The librarian disappeared into the building, and Vorenus turned back toward the trees to see if he could locate Khenti. It was no surprise that he could not. Besides being the best swordsman he’d ever met, the Egyptian, he was sure, could disappear on an empty street at midday.

It was several minutes before the door of the Library opened once more. The first librarian had returned, accompanied by an older man who was clearly a man in charge: he appeared both flustered and exhausted, as if he’d already had his fill of a hard day, even though it wasn’t even noon.

“Can I help you?”

“My name is Philip,” Vorenus repeated. “I’ve come from Macedonia with a message for the chief librarian.”

The man sighed. “And I am Apion, his assistant. Give me the message and I’ll see that he gets it.”

“Apologies, sir,” Vorenus said, trying to be deferential even though he was much the elder man. “My instructions are very explicit about giving the message directly to Didymus himself.”

Apion sighed again, and he rubbed at his temples while shielding his eyes from the bright sun. “Philip,” he repeated. “From Macedonia?”
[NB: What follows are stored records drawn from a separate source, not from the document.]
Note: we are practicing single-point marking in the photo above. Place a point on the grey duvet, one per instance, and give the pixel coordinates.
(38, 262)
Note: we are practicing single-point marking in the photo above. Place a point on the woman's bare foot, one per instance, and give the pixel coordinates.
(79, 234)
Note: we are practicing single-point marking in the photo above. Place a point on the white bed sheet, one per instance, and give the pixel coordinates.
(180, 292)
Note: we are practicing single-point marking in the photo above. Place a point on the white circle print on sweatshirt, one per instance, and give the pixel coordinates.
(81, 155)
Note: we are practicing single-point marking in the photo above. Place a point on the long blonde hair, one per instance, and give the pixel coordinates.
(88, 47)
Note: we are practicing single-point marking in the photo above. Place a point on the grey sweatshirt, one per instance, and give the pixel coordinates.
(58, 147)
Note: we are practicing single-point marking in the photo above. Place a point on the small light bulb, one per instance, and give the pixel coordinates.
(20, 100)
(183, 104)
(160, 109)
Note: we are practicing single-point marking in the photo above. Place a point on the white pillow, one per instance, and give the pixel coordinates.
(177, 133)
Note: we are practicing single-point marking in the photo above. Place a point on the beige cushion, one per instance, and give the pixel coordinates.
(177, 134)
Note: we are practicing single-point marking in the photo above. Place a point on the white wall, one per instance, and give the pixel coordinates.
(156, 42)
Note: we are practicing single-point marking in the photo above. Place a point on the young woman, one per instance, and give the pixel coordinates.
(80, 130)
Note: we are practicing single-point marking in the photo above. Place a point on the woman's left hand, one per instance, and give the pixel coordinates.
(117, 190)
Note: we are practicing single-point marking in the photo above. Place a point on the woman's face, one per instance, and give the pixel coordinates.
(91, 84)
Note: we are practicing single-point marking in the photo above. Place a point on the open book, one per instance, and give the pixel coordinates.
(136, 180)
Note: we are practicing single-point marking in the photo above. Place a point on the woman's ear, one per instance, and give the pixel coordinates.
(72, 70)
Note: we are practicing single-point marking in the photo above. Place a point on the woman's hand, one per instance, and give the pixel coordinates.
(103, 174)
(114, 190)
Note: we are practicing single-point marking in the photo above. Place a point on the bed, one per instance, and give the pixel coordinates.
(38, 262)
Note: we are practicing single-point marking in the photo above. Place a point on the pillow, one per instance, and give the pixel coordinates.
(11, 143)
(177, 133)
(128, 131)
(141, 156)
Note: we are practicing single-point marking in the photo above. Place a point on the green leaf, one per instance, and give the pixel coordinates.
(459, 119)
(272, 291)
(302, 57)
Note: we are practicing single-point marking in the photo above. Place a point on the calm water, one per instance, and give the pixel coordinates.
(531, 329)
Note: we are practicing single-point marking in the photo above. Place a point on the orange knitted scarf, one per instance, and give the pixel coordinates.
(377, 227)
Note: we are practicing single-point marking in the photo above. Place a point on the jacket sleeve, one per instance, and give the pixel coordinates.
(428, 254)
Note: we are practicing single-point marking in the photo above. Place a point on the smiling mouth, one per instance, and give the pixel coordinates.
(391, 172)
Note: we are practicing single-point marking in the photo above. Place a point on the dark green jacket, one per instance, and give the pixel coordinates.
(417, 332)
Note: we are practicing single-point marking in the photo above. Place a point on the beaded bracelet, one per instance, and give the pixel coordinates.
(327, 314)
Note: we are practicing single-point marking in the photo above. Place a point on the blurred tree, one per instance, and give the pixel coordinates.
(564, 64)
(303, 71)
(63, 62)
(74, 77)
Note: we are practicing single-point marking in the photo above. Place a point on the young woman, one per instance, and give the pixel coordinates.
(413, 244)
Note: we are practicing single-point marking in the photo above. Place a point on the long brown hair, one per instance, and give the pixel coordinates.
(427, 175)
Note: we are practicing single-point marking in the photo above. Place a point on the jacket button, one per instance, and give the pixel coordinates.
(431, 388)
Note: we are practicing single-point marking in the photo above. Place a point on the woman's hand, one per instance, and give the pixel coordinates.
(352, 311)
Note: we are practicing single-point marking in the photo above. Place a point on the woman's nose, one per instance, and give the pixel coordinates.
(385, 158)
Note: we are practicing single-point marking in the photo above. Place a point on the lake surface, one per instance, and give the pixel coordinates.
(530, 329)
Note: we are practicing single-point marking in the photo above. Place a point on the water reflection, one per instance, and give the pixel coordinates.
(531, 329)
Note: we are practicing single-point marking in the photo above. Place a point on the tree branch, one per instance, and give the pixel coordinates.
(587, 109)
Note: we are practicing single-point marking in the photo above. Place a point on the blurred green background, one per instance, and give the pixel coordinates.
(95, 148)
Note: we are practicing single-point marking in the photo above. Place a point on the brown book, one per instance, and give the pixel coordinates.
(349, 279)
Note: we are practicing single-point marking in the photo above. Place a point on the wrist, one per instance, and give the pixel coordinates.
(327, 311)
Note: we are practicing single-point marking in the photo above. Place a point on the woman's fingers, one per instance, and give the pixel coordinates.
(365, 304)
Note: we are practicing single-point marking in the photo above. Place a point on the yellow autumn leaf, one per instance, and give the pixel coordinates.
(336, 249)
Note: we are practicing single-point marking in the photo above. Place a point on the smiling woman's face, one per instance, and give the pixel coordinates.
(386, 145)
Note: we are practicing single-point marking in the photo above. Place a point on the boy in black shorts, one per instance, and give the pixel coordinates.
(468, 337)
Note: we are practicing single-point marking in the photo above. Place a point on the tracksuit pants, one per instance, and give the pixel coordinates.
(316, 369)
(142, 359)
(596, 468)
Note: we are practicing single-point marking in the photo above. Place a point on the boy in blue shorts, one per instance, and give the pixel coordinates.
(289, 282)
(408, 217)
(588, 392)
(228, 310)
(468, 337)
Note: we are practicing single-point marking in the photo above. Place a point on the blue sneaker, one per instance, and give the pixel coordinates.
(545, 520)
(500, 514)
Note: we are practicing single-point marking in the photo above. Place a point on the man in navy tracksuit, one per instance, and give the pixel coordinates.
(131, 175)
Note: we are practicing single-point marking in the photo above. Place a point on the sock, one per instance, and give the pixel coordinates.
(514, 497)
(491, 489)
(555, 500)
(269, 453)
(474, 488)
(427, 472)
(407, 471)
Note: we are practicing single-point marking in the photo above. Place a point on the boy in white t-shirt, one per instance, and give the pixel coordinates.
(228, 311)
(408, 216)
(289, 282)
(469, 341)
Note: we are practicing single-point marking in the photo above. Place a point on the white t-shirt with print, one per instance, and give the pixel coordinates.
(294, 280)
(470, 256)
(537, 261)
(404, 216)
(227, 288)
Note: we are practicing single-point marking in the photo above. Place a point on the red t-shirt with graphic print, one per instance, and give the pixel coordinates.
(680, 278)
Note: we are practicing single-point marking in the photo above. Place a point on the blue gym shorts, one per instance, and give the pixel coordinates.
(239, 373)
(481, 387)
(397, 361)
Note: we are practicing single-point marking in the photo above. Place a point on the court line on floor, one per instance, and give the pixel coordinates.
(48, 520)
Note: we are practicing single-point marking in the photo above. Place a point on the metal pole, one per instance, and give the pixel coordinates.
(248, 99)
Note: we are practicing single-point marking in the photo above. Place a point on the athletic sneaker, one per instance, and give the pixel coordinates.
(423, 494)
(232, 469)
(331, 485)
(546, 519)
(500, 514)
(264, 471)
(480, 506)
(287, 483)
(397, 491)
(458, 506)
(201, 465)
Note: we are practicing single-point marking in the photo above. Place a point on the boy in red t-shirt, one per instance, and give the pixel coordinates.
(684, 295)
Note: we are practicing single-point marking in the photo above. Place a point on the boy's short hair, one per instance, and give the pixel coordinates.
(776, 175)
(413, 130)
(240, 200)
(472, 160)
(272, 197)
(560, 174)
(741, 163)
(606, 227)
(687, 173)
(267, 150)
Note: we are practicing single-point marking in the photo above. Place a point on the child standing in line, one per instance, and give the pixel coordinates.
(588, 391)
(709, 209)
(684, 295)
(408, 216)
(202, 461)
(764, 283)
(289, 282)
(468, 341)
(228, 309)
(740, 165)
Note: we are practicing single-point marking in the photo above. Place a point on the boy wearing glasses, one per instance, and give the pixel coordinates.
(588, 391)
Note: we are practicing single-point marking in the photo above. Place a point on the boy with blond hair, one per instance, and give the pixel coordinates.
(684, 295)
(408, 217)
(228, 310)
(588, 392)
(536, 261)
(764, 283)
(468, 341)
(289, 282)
The tone of the librarian’s voice was filled with doubt, but it was also scratchy. Vorenus recognized the signs. He’d seen them often enough when Pullo had been too long at the cups. “That’s right,” he said, his voice suddenly far louder than it needed to be.

Apion winced. Then, after a moment, his shoulders relaxed in a kind of defeat. Whatever doubts he had, he seemed to think that the old man posed no greater threat than the morning sun. “Very well,” he said. “Follow me. And please keep your voice down. So you don’t disturb the scholars, you know.”

Inside, Vorenus found himself being led through a long entry hall lined with five pillars on each side of a long, narrow reflecting pool. He could see offices between the pillars, and there was a buzz of work coming from within them. As men came and went through the doors he saw into two of them, and he recognized them as scriptoria: lines of scribes hunched over desks, quills in hand, carefully copying old books onto new pages.